Ce tiers de la population constitue ce que l’étude nomme les éconduits structurels : individus pour lesquels l’accès au volant est, par nature, impossible. Au total, plus de 22 millions de personnes dépendent d’autres individus ou de services de transports collectifs pour leur mobilité.

 

Si 67 % des Français disposent d’un permis de conduire, seuls 18 % de ces titulaires déclarent n’être jamais empêchés de conduire. En d’autres termes, 82 % des automobilistes potentiels renoncent, à des degrés divers, à l’usage de leur véhicule.

 

23 % renoncent quasiment systématiquement dans certaines situations, 21 % fréquemment (au moins une fois par mois) et 38 % occasionnellement (moins d’une fois par mois).

 

Plusieurs facteurs expliquent cette proportion élevée de personnes qui renoncent partiellement ou totalement à conduire.
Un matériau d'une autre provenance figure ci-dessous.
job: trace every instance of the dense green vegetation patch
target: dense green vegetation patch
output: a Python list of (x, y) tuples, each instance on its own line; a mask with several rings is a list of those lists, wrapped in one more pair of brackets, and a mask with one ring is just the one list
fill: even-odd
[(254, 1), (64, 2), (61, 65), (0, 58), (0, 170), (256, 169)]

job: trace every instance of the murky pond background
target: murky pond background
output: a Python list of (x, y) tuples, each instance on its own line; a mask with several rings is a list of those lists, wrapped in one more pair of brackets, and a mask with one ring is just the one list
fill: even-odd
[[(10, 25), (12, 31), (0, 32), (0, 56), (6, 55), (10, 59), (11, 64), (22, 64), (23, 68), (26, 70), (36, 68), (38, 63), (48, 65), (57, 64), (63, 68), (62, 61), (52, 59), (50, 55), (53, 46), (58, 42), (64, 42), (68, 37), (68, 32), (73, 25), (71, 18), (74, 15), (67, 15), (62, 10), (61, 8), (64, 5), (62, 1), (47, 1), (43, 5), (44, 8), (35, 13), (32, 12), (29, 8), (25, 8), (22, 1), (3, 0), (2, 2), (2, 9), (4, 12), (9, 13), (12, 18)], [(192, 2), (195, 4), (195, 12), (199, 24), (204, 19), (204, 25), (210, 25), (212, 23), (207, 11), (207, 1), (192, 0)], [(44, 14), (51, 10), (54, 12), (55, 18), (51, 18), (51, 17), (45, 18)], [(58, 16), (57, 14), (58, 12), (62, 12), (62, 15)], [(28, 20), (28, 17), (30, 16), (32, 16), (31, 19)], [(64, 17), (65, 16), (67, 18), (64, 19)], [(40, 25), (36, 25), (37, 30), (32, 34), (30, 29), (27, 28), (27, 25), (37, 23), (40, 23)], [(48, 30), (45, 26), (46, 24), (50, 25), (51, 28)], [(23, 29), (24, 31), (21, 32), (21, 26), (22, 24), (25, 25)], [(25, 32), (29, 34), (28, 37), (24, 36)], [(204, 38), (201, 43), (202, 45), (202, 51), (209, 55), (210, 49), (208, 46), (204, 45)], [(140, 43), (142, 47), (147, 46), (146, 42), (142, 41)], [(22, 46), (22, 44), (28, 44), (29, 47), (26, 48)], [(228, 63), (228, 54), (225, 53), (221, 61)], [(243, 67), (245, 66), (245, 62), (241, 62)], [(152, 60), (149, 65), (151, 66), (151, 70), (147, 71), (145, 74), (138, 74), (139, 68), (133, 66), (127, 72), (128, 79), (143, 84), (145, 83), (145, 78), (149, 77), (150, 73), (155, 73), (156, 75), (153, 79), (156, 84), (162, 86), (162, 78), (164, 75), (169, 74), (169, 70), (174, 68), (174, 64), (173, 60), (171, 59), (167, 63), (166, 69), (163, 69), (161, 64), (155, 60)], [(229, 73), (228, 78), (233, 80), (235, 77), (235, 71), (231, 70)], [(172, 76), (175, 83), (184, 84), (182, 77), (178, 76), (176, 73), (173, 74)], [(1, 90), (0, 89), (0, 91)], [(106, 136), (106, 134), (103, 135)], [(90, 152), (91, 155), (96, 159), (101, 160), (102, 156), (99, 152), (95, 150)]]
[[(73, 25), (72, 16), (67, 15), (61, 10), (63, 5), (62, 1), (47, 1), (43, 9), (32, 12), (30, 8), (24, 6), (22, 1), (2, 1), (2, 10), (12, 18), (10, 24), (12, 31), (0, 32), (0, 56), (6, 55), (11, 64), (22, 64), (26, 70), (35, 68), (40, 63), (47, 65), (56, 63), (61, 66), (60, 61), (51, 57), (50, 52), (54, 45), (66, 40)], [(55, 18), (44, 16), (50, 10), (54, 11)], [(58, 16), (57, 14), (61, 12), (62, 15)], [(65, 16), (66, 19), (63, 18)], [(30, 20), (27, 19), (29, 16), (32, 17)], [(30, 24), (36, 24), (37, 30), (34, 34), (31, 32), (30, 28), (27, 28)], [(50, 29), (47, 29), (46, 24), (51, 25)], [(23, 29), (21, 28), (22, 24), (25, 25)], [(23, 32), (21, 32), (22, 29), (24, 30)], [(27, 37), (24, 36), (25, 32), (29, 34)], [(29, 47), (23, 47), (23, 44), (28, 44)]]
Le coût des déplacements (essence, péage) conduit 13 % des détenteurs du permis à ne pas conduire chaque mois, soit plus de 6 millions de personnes. L’indisponibilité du véhicule (utilisé par autrui ou en panne) concerne 35 % des usagers, et jusqu’à 54 % des jeunes usagers. Les problèmes administratifs constituent également un facteur de renoncement important : le défaut d’assurance explique 10 % des cas, la suspension du permis, 9 %, l’absence de contrôle technique pour la voiture, 15 % sur l’année.

 

La crainte de la somnolence incite 28 % des détenteurs de permis à renoncer à conduire. 43 % des conducteurs sont réticents à conduire la nuit. 7 % préfèrent s’abstenir complètement de conduire la nuit. 10 % des titulaires du permis évitent de conduire dans les villes. 10 % également refusent les parcours en montagne. Par ailleurs, près d’un conducteur sur deux, ne prend pas la route face à des conditions climatiques défavorables (pluie, neige, etc.).

 

 

 

Les femmes sont plus souvent que les hommes amenées à renoncer à conduire. 50 % des femmes refusent de conduire la nuit, contre 36 % des hommes. 55 % évitent les mauvaises conditions météo, contre 45 % des hommes. Ces derniers renoncent plus souvent pour des raisons administratives ou matérielles : défaut d’assurance (13 % contre 6 %), suspension de permis (12 % contre 4 %), absence de contrôle technique (17 % contre 9 %). Les jeunes conducteurs de 18 à 24 ans sont nombreux à renoncer à la conduite faute de voiture. Le coût d’utilisation de la voiture explique en grande partie ce renoncement, qui concernerait 97 % des 19-24 ans.

 

Dans les grandes agglomérations, le renoncement à la conduite est imputable à l’offre de transports publics et aux difficultés rencontrées par les automobilistes pour circuler et se garer. 35 % des Parisiens évitent la conduite urbaine, contre 29 % en moyenne. 51 % renoncent à cause du stationnement (contre 36 % en moyenne). Par ailleurs, les Parisiens n’aiment guère sortir de leur région : 36 % des habitants de Paris ne se rendent pas en zone rurale.

 

L’incapacité à se déplacer en motorisé n’est pas sans conséquence. 32 % des titulaires du permis renoncent à voir leurs proches, 22 % à consulter un médecin et 21 % à effectuer des démarches administratives. En milieu rural, et même dans les grandes agglomérations, les alternatives à la voiture ne sont pas toujours évidentes. Le renoncement à la conduite est donc un facteur important d’exclusion sociale.

 

Longtemps symbole d’autonomie et d’intégration sociale, le permis de conduire n’a plus le même pouvoir d’attraction ni la même utilité dans la société française contemporaine. La montée des contraintes économiques, la densification urbaine, les enjeux écologiques, mais aussi les obstacles matériels et psychologiques ont profondément reconfiguré le rapport des Français à la conduite automobile. Ce phénomène n’est pas marginal : il touche toutes les générations, toutes les catégories sociales, et révèle une fracture silencieuse dans l’accès à la mobilité. Or, l’incapacité à se déplacer librement demeure un puissant vecteur d’exclusion. Dans un pays où la voiture reste souvent indispensable, notamment hors des centres urbains, le renoncement à la conduite appelle une réflexion d’ensemble sur l’aménagement du territoire, l’accessibilité des services, et l’invention de nouvelles formes de mobilité plus inclusives.